Toutefois, on aurait tort de reléguer “Running Dry (Requiem for the Rockets)” aux côtés de ces titres secondaires. La pièce déroule en effet magistralement sur plus de 5 minutes, une complainte lancinante des plus émouvantes. Les accords de Young et Danny enveloppent l'auditeur dans des nappes de velours chargées d'une mélancolie touchante. Le thème de la perte d'un être aimé et les regrets d'erreurs commises sont magnifiés par un chant tout en retenue, à la limite même du murmure. Mais ce qui fait incontestablement la singularité de cette pièce, est la participation du violoniste du Crazy Horse, Bobby Notkoff, spécialement invité sur ce titre. Cette merveilleuse initiative dote le titre d'un alter ego narratif, secondant Young dans les parties chantées, pour reprendre ensuite le flambeau lors des phases de jam instrumentales.

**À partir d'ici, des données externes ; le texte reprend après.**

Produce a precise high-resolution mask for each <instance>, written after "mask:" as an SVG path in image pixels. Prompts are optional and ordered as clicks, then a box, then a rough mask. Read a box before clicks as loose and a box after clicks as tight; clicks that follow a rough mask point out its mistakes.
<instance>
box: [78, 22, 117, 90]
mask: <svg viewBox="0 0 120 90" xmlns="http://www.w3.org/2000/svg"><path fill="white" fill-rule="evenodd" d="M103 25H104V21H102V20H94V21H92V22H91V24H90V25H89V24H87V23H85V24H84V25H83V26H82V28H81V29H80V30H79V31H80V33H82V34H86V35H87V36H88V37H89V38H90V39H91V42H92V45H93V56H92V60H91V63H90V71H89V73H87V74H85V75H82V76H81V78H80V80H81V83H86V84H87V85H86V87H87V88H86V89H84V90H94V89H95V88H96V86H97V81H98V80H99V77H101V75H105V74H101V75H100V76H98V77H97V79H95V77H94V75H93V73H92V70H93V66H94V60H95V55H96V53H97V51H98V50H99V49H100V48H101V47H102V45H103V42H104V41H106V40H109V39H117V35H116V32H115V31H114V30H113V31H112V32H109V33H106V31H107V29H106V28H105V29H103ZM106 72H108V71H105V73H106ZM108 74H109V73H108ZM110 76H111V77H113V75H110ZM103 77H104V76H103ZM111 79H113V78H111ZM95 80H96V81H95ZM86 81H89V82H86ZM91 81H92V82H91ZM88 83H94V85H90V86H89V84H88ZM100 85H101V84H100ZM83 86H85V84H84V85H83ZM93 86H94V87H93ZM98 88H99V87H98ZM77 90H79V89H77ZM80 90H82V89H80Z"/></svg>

Grâce à ses solos plaintifs et hauts perchés, Bobby réussit l'exploit d'extirper à travers son violon toute la douleur que le protagoniste ne peut exprimer par des mots, s'affranchissant ainsi de toute la retenue que s'impose Young par son chant. Un cri du cœur dont il est difficile de rester de marbre (les frissons sont garantis), tant l'instrument semble souffrir par toutes ses cordes. Une claque émotionnelle sans pareille. On saluera au passage la petite intro instrumentale au conclusif “Cowgirl in the Sand”, parfaite dans son rôle de transition, susceptible de faire sortir l'auditeur de sa torpeur. Une manière habile de préparer l'oreille a aborder ce monument final plus sereinement.


Cette première collaboration permit à Neil Young de toucher enfin à la reconnaissance critique et publique, puisque l'album se classa à la 34e place du Billboard américain et fut son premier gros succès solo. Sa notoriété ne s'est alors jamais démentie et perdura jusqu'à devenir disque de platine en 1986. Il est encore de nos jours, considéré comme une œuvre majeure de l'histoire du rock à plusieurs égards. Cette collaboration fructueuse n'en sera que la première pièce, puisque le Crazy Horse deviendra son acolyte le plus fidèle (50 ans et pas moins de 12 albums studio). Une rencontre essentielle qui aura permis au Loner de traverser des périodes de vaches maigres et de résister aux sirènes commerciales, entre autres dérives sirupeuses du rock des années 80.


Everybody Knows This Is Nowhere, grâce à l'extraordinaire alchimie entre Neil Young et son Crazy Horse, ainsi qu'à la conjoncture d'événements empruntant à la providence, se positionne comme l'autre chef-d'œuvre de Neil Young. Car si Harvest, est souvent cité comme son album de référence, il n'est que la pièce maîtresse de son penchant folk. Everybody Knows This Is Nowhere, est quant à lui, incontestablement encore (et le sera probablement à jamais), son maître étalon “rock saturé”.


Une pièce majeure à l'aura unique et inégalée.

Commentaires
afterthegoldsrush, le 13/10/2020 à 21:05
Bonne chronique....De 1969 à 1979...il n'y a rien à jeter chez NY... Et c'est le seul mec de son âge encore actif (sans long hyatus), intéressant et cohérent...vive ses nombreuses archives...il en sort de plus en plus...je vais acheter une armoire rien que pour lui !! NY is the best...pas grand monde ne le sait, et c'est très bien comme ça !
Francois, le 09/10/2020 à 13:09
Tout à fait en accord avec cette belle chronique, c'est d'ailleurs sous cet angle que je préfère Neil Young.